I graduated from Loughborough in 2018 and started applying for jobs. Rejection, after rejection, after rejection brought up my anxiety and depression that I had been managing so well. It is difficult to roll with the punches when you just don’t seem to be able to catch a break. I was applying every day and night, hoping that someone would take a chance on me. I was cursing myself for not being enough, for not ticking enough boxes on job descriptions and asking myself what did I do during those last four years, wondering whether I wasted them on going out and having fun.

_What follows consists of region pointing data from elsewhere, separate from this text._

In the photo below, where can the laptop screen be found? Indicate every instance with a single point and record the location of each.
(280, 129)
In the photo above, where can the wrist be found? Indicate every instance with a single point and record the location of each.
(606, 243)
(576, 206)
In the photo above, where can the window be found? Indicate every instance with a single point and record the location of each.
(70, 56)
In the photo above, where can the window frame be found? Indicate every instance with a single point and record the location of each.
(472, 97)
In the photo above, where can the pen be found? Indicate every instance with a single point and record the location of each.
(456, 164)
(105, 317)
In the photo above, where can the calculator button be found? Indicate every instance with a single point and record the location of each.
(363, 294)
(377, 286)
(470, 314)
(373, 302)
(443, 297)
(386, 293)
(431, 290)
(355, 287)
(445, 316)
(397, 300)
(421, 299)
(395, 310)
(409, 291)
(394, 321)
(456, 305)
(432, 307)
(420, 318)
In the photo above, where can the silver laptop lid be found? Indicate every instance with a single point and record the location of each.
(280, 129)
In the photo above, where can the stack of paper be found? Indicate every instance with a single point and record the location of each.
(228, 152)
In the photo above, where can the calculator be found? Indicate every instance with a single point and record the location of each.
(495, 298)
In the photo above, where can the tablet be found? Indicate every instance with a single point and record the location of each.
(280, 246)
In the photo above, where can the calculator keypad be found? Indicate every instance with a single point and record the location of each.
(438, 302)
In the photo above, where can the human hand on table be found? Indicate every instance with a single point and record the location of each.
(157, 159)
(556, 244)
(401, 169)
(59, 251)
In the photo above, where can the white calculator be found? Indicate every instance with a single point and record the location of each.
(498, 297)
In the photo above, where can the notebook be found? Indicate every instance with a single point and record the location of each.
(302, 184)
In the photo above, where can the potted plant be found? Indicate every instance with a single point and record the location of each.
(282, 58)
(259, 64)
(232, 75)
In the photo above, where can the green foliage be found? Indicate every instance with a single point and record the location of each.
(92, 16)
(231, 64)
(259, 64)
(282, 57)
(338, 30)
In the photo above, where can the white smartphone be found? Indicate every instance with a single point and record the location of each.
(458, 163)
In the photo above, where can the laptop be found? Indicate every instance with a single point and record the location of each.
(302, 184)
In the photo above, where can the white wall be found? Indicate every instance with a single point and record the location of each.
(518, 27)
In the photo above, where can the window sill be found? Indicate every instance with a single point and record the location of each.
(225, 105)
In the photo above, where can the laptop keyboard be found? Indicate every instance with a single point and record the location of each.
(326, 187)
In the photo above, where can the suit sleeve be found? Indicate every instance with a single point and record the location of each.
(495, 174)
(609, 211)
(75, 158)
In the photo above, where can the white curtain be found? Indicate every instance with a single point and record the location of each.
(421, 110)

And then, a break came. I managed to get a job. Full disclosure: a friend put in a word for me at a small company I worked for in the past. Fairly quickly my ambitions kicked in and I started looking for something better, with more opportunities.

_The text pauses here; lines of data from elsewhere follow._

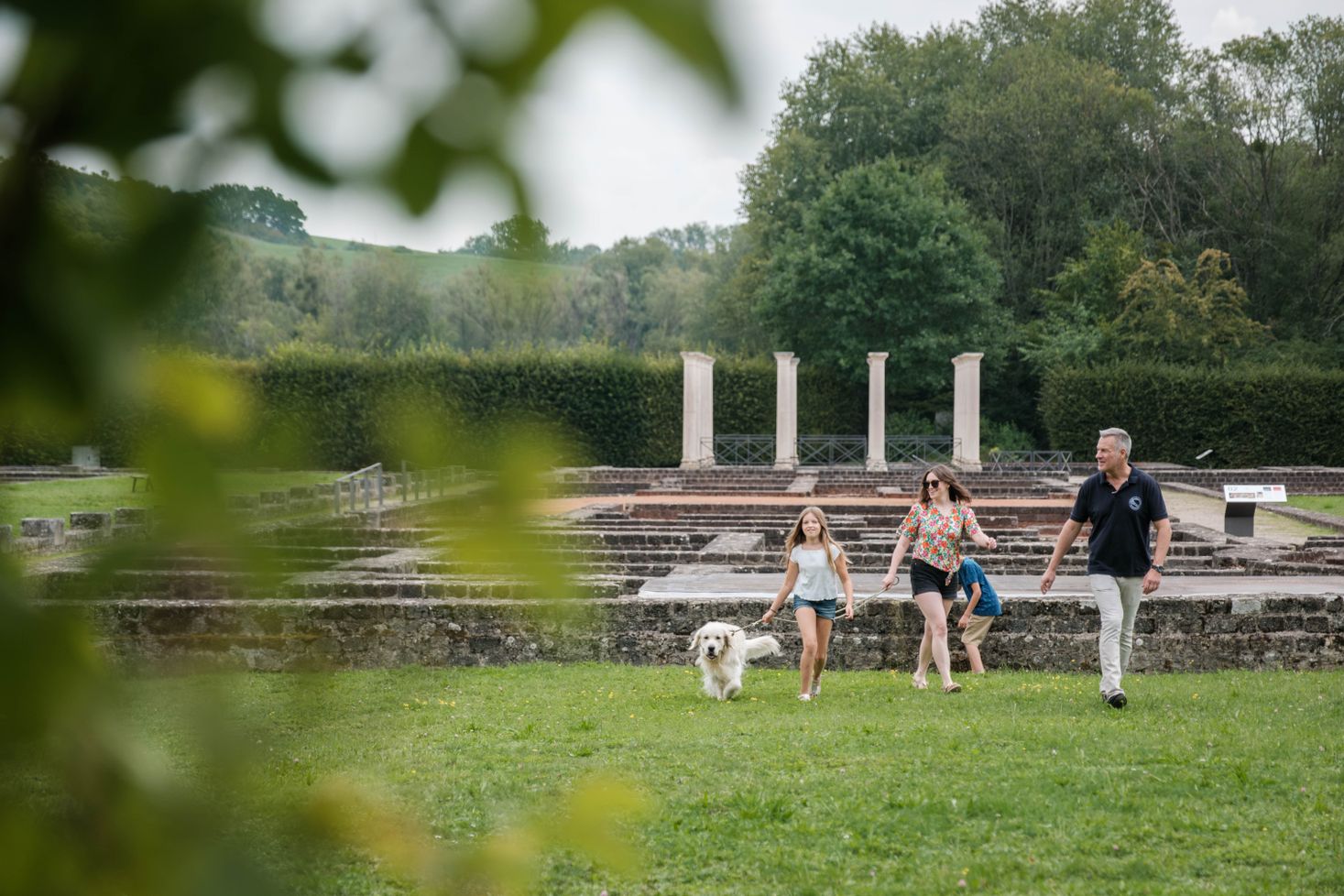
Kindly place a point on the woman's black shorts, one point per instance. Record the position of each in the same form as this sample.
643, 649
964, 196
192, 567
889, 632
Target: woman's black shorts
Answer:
925, 578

It took me seven very long months of applying to land my new role. An emotional rollercoaster that was worth the wait – have you ever been excited to go to work? I didn’t believe that was even a thing, but here I am not dreading the 6.30am alarm.
I count my blessings, but the catch is that I’m already considering what my next move should be - I’m falling victim to my own self.
The lessons for me are to live more in the moment, celebrate my achievements and to be confident in that I am exactly where I should be. After all, making peace with my inner critic is only going to benefit me and my mental health.